Es indignante que cuando un ciudadano, como yo he hecho, recurre al Juzgado de lo Contencioso y obtiene sentencia favorable, en vez de esperar a que se le devuelva de oficio el importe de la multa que pagó, se ve obligado a continuar con laboriosos trámites para aportar sentencia, justificantes bancarios de ser titular de cuenta corriente, y otras zarandajas, para conseguir que se le devuelta el importe pagado. Pero es más indignante aun que, sólo un día después de que el Ayuntamiento notifique la resolución sancionadora, sin ni tan siquiera esperar a la firmeza de la resolución (una vez que se acaba el plazo de dos meses para recurrir a los Tribunales), el Ayuntamiento ya comunica a la Dirección General de Tráfico para que detraiga al conductor los 4 puntos de sanción. Claro, como sabe que nadie recurre, para qué esperar más.
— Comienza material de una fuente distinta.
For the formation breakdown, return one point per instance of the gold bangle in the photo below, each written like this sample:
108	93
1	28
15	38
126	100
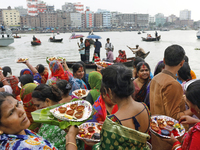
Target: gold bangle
3	80
70	143
175	146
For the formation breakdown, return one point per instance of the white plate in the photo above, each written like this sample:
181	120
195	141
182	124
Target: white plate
86	112
99	66
17	61
85	126
166	118
82	96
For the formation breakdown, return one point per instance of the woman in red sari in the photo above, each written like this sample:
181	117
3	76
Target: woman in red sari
190	140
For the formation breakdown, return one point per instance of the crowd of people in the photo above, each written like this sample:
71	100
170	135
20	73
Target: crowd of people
124	100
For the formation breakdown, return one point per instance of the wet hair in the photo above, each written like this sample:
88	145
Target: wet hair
138	67
159	67
137	60
192	93
26	78
3	96
43	91
6	70
184	72
1	84
186	59
64	86
76	66
173	55
118	78
40	68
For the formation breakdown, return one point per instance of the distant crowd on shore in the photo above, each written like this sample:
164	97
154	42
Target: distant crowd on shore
124	100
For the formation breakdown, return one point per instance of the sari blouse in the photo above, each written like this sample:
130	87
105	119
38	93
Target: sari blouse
191	141
101	112
30	141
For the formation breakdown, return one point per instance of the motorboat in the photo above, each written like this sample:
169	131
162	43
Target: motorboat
6	37
198	34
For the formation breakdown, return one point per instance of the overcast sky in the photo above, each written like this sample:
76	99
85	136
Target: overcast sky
152	7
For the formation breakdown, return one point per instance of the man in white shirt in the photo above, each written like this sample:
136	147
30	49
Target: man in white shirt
108	46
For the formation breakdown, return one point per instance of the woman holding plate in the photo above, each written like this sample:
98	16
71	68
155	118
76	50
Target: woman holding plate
76	81
44	96
13	127
127	128
190	140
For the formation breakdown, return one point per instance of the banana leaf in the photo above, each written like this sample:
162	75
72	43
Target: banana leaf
44	116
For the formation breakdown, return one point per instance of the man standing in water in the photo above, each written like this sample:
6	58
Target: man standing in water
82	50
138	51
108	46
97	46
166	93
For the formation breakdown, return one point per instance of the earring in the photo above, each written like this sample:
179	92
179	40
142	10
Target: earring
1	132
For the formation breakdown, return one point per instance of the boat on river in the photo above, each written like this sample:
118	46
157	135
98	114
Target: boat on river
55	40
36	42
198	34
91	65
151	39
6	38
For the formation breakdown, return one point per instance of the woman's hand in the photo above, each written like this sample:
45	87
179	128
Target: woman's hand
171	141
89	143
188	120
73	131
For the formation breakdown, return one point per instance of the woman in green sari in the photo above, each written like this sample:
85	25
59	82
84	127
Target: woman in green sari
95	84
128	127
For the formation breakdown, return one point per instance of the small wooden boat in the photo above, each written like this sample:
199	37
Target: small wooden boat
55	40
151	39
38	42
17	36
128	63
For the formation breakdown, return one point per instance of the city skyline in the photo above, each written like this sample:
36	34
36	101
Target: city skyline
126	6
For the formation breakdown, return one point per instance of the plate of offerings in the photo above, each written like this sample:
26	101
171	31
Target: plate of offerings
80	93
103	64
74	111
60	59
90	131
164	126
21	60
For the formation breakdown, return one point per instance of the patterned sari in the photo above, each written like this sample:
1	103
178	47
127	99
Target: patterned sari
26	96
118	137
191	141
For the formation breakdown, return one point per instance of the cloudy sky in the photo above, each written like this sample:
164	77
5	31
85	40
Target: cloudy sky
152	7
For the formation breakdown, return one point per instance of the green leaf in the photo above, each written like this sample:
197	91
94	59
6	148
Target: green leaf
44	116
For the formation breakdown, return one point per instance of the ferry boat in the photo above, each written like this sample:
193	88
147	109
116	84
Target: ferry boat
198	34
6	37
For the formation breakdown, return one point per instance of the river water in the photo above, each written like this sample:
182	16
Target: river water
69	49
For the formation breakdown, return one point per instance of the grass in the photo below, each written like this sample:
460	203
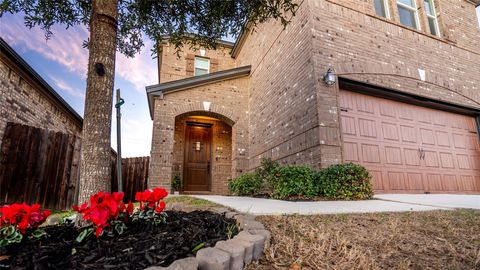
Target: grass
414	240
189	201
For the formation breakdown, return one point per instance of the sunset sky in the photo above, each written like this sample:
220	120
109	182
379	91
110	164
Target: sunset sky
62	62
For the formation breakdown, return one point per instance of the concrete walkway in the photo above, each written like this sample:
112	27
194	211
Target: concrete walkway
435	200
257	206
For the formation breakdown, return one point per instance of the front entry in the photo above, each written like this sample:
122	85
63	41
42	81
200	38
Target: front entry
198	141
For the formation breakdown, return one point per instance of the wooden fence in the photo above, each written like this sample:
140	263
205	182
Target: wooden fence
42	166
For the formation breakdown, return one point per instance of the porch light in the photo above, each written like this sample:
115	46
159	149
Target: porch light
330	78
206	105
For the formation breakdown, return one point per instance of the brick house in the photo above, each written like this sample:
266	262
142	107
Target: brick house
26	98
405	103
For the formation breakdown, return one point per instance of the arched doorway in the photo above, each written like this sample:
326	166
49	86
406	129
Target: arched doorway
202	152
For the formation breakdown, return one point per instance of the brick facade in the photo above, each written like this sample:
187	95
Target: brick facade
293	116
24	100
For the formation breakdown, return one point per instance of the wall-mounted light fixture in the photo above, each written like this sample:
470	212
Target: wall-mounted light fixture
330	78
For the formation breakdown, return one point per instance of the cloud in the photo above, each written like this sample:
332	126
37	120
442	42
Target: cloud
136	136
67	88
139	71
64	47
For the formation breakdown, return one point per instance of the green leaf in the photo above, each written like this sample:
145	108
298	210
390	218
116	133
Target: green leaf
198	247
84	234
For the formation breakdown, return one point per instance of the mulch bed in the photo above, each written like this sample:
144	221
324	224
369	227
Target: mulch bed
143	245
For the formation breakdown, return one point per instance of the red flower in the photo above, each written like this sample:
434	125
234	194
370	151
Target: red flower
103	209
152	199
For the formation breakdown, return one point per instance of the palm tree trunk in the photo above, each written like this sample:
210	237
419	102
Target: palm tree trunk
95	168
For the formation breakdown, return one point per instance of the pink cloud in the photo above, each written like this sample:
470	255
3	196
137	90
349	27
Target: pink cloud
64	47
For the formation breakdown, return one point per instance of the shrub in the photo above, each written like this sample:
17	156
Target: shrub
245	184
266	174
345	181
294	180
18	220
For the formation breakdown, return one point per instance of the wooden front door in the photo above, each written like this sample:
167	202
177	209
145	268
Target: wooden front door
198	141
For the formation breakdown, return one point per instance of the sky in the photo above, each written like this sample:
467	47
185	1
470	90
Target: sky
62	62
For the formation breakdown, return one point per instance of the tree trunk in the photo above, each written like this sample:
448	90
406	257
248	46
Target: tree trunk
95	169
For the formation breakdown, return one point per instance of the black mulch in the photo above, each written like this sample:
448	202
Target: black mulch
143	245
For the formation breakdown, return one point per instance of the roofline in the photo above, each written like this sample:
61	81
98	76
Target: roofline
187	83
241	40
18	60
224	43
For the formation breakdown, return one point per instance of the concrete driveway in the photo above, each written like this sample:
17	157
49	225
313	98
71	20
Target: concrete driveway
381	203
258	206
435	200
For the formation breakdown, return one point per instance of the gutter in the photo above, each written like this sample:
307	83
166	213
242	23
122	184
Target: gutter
159	90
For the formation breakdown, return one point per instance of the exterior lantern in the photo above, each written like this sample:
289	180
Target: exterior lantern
330	78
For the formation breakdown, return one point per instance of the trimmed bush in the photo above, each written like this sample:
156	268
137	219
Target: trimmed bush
345	181
266	174
245	184
294	180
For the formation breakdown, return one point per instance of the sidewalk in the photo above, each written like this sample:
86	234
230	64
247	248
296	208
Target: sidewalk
258	206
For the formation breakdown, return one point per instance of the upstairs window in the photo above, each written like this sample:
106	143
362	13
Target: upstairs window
431	17
381	8
407	11
202	66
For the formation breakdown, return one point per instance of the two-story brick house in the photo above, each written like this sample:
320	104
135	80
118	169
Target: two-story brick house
405	103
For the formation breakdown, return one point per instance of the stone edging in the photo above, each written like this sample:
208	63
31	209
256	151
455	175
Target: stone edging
232	254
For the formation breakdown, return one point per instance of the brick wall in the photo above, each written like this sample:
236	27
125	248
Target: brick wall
364	47
283	116
24	101
228	103
175	67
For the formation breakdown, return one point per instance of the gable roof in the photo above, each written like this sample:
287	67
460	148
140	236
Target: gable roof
187	83
33	75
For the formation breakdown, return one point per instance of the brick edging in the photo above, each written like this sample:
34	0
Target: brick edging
247	246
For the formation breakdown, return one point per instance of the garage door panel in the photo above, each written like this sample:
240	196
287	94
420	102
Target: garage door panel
348	126
410	149
409	134
351	151
377	180
434	182
412	157
450	183
443	138
390	131
396	181
415	181
367	128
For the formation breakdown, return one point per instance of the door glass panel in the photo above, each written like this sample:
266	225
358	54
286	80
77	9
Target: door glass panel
380	8
406	2
429	7
432	26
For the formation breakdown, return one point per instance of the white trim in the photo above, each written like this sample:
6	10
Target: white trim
386	7
414	9
434	17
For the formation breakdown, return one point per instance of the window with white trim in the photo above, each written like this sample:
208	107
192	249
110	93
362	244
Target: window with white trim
381	8
407	11
202	66
431	17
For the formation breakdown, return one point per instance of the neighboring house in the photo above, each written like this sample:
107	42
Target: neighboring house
26	98
405	104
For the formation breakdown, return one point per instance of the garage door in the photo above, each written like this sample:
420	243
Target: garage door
408	148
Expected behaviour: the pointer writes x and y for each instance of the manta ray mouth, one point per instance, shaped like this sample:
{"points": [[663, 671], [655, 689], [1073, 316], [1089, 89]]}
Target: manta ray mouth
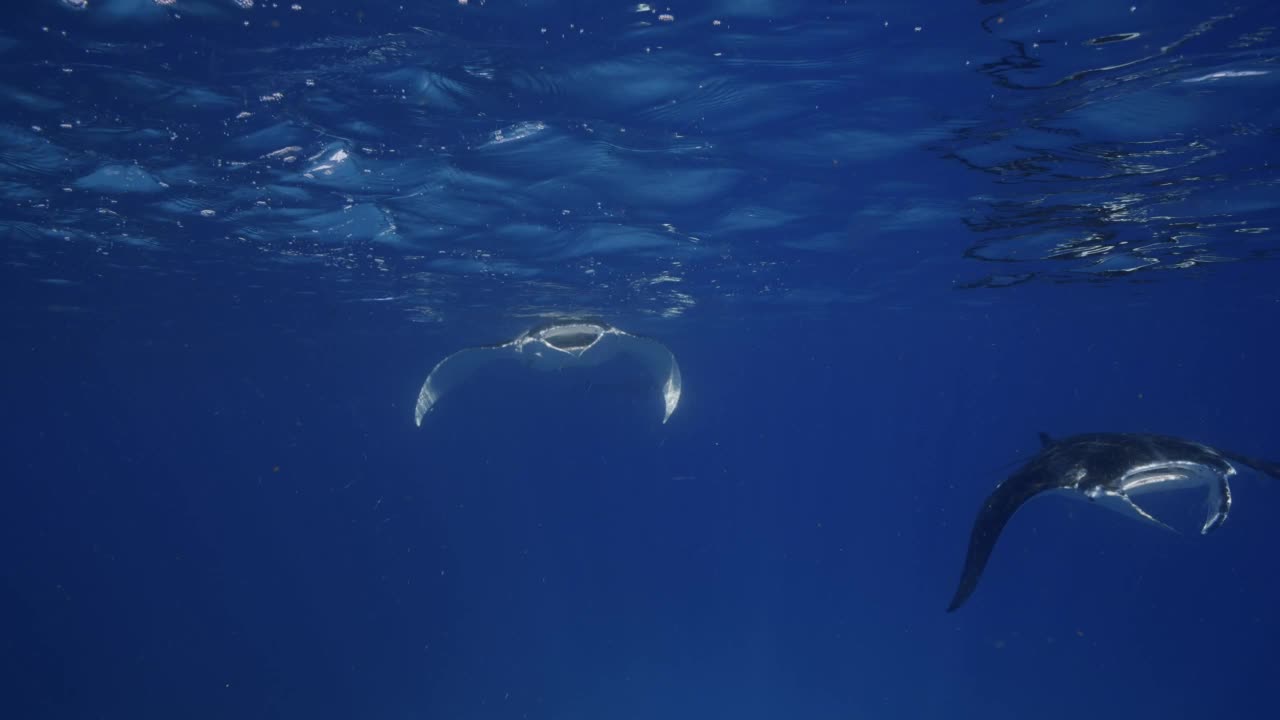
{"points": [[1176, 475], [574, 338]]}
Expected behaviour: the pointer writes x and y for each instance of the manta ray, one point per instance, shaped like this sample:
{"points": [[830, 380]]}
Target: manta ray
{"points": [[556, 346], [1109, 469]]}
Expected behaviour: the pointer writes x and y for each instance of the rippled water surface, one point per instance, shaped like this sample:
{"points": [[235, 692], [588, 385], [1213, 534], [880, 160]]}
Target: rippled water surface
{"points": [[547, 156], [887, 241]]}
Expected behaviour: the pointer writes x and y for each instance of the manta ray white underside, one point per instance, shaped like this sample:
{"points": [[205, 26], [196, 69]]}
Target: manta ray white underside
{"points": [[554, 347]]}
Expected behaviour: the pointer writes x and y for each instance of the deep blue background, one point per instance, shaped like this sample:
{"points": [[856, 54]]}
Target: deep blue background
{"points": [[248, 524], [218, 505]]}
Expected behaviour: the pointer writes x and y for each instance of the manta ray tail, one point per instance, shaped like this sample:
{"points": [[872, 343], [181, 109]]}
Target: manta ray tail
{"points": [[995, 514], [1265, 466]]}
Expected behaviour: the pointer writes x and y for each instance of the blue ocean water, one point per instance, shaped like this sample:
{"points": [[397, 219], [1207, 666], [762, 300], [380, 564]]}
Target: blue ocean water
{"points": [[888, 242]]}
El ciudadano tiene que saber que, esta comunicación precipitada que ha hecho a la Dirección General de Tráfico y que ha provocado que en su historial de antecedentes aparezca la pérdida de cuatro puntos (aun cuando después se ha visto obligado a cancelar),  es un claro atentado contra el honor y que por eso el ciudadano tiene el derecho a exigir al Ayuntamiento daños y perjuicios por su precipitación.

Es lamentable que, en vez de tanto afán recaudatorio y en vez de tantas prisas para sustituir los radares fijos ilegalizados por los tribunales, por otros móviles probablemente también ilegales, no se dedique a lo verdaderamente importante que es velar de verdad por la seguridad del tráfico y por la movilidad circulatoria. Y si las arcas municipales necesitan dinero, caramba, no pretendan estrujar al conductor.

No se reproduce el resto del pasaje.